December 10, 2015

 

Purdue's plant phenotyping facility gets funding from US corn, soy bodies

 

 

Two groups in the US, representing Indiana's corn and soybean farmers, are making a US$4 million investment in automated plant phenotyping research and education to expand Purdue University's innovative work in plant sciences, according to a news report by the university.

 

The Indiana Soybean Alliance will provide US$1 million in soybean checkoff funds to buy equipment for the new phenotyping facility at the Purdue Agronomy Center for Research and Education, while the Indiana Corn Marketing Council will deliver the same amount in corn checkoff funds to support the facility's construction.

 

An additional US$1 million from each organisation will be placed into two endowments to fund perpetuity corn and soybean research related to plant phenotyping and technology innovation.

 

The support for plant phenotyping - identifying and measuring plant characteristics - was announced on December 7 at a celebration event at ACRE. The facility, currently under construction, is scheduled to open next spring.

 

The plant sciences initiative is a component of Purdue Moves, a series of university initiatives announced by President Mitch Daniels in 2013 to broaden Purdue's global impact and enhance educational opportunities for its students.

 

"The commitment that Indiana's corn and soybean farmers have shown through these two organisations supports a facility that is a fundamental part of the university's long-term strategy to advance research and education in plant sciences," Daniels said. "It will help today's and tomorrow's scientists at Purdue to discover more ways in helping the world to meet an increasing demand for food as the population grows rapidly."

 

The objective of the two organisations' checkoff investments is to improve corn and soybean yields using key data and advanced technology to enhance sustainable production practices while keeping Indiana farmers competitive in the global market.
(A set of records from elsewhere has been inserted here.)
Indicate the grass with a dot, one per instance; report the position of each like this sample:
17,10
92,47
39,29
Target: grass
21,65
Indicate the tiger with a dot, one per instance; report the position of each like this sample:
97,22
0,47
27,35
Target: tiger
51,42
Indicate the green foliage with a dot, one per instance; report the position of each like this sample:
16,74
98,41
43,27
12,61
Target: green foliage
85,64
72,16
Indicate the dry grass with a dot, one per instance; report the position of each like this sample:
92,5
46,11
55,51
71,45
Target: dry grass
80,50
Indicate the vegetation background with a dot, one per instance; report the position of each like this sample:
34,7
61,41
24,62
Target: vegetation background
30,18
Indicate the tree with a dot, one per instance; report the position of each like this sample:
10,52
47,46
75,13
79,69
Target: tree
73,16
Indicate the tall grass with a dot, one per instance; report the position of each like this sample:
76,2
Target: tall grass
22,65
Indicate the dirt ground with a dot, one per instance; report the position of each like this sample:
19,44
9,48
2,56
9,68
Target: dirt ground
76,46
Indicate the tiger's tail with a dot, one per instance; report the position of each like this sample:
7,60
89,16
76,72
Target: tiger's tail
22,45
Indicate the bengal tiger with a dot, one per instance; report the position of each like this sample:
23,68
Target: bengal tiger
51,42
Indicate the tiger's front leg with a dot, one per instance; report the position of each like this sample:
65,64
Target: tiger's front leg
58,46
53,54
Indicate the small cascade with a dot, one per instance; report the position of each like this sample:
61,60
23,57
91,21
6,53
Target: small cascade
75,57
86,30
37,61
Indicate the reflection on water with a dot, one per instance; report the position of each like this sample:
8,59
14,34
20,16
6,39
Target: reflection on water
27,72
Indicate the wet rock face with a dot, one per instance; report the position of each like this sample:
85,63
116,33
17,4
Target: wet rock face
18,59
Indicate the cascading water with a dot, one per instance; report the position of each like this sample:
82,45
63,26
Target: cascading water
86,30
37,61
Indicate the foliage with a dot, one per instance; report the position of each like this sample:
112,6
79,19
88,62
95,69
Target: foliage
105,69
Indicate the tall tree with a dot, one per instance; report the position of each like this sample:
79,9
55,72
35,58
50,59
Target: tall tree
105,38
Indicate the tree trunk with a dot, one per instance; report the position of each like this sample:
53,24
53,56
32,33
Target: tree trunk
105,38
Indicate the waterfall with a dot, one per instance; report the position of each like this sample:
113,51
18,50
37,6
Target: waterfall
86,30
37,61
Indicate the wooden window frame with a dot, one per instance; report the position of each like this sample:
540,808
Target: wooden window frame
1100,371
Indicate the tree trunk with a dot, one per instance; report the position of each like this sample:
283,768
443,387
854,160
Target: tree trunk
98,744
Farmers will benefit from path-breaking research at the phenotyping facility.

 

The facility, one of its kind at a US university, will serve as a catalyst and hub congregating multidisciplinary teams of faculty and students to develop innovative technologies in agriculture.

 

Phenomics data on crops grown at the agronomy center will be gathered from high-tech equipment above, on and under the ground and transferred by fiber-optic cable to the university's high-performance computing facilities for analysis.

 

Researchers will assess the physical characteristics of plants so farmers can adopt crop production practices to enhance sustainability as well as improving crop productivity and nutritional attributes.

 

David Lowe, the president of Indiana Soybean Alliance and a farmer from Dunkirk, said the investment reflects the group's successful involvement with Purdue over more than 20 years of the soybean checkoff.

 

"This project is an opportunity to continue that partnership and for our farmers to be on the forefront of research that can help develop technology that will move agriculture forward," he said.

 

Dennis Maple, the president of Indiana Corn Marketing Council and a farmer from Greentown, said the project rouses excitement not only due to the long-term benefits that the research will bring to the group's operations and industry but also because of the number of students reached through the facility.

 

"We need the best scientists working on corn and soybean issues today and into the future, and our investment at Purdue will ensure that this happens," he said.

 

Karen Plaut, the senior associate dean for research and faculty affairs in the College of Agriculture, said the investments of the two groups "will help Purdue apply state-of-the-art technology and data analysis to enhance decision-making abilities and increase profitability for farmers."

 

"We're excited about what this partnership will bring to the agriculture industry," she said.